How much can a nurse do???? - page 2

I was just reading an article about a patient that came to the emergency room after an automobile accident. The nurse established an IV and then after assessing the patient suspected a ruptured... Read More

  1. by   DanRn
    I hate those nursing mags because of those scenarios. Too much practicing medicine, and not enough nursing skills.

    i dropped my subscription after the article on documenting the site and needle used for blood draws. who has time??

    I think those articles are written by people that wanted to be doctors, but aren't. Or people with way too much time on their hands and havent worked on the job for a long time.

    get the doctor. put the pt on a monitor. THEN be prepared to do 6 things at once.

  2. by   Mijourney
    Hi. In home health, the level of autonomy that I have experienced is similar to what I experienced in critical care or what I know some of my ER friends have experienced. However, I have to acknowledge that things are much more tighter in home health with oasis and all the additional rules and regs as a result of the BBA of 1997. Also, staffing shortages in home health and some of the documented abuses by home health agencies, which the BBA has taken care of in part, has caused many physicians to be more cautious about where they refer their patients. As far as liability, it does not matter whether you have a doctor's order or not, if something adverse happens to that patient, you can get hauled into court. This is why there are times, when I will run a doctor's order by the office for them to sign during office hours and stay in regular contact with a doctor's office about their patient.

    In home health, it can get hairier than the ER sometimes when a patient goes bad, because you're out there by yourself. There are times when the patient's doctor or his/her backup is not available, you may not be able to find a supervisor, etc. It's important that you have established a good rapport with the patient and family, the physician, and have a supportive administrative staff backing you. Some of you have indicated in your posts that you have to know your doc, know your orders. You also have to be versed on your nurse practice act, local, state, and federal and private organization, like JCAHO rules and regs.
  3. by   nightmoves
    It depends on your protocols (standing orders) and your personal training, competency, and experience. It also depends upon your state's nurse practice law.
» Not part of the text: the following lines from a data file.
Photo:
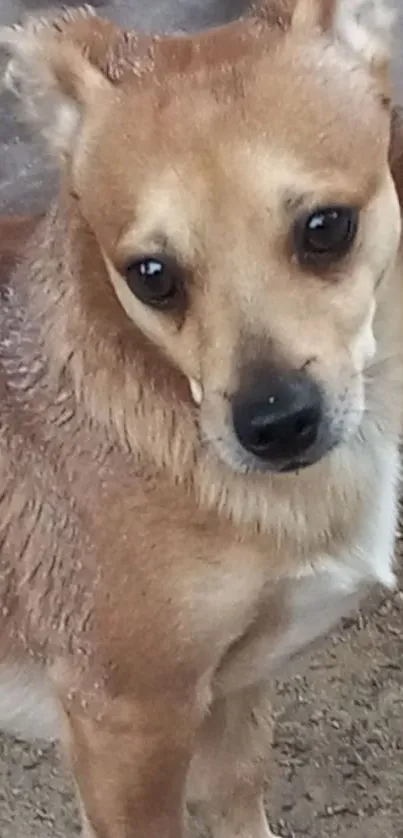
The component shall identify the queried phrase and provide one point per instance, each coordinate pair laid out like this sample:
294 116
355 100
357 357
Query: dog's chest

    Some of the nursing unions have opposed credentialing for certain nursing activities, but when these programs are administered properly they are almost a waranty of level of competence. I strongly support appropriately administered credentialing programs (i.e., ones where the required training is given along with the biologic principles involved and where competency is observed by an instructor rather than informal ones where nurses are trained on a new procedure without enough didactic content or enough knowledge of the pathophysiology involved to make this just accomplishing another task.)

    Let's be honest about it: Many EDs are staffed by moonlighting physicians. Patient safety may well depend solely upon the presence and intervention of a properly educated, experienced nurse in that setting.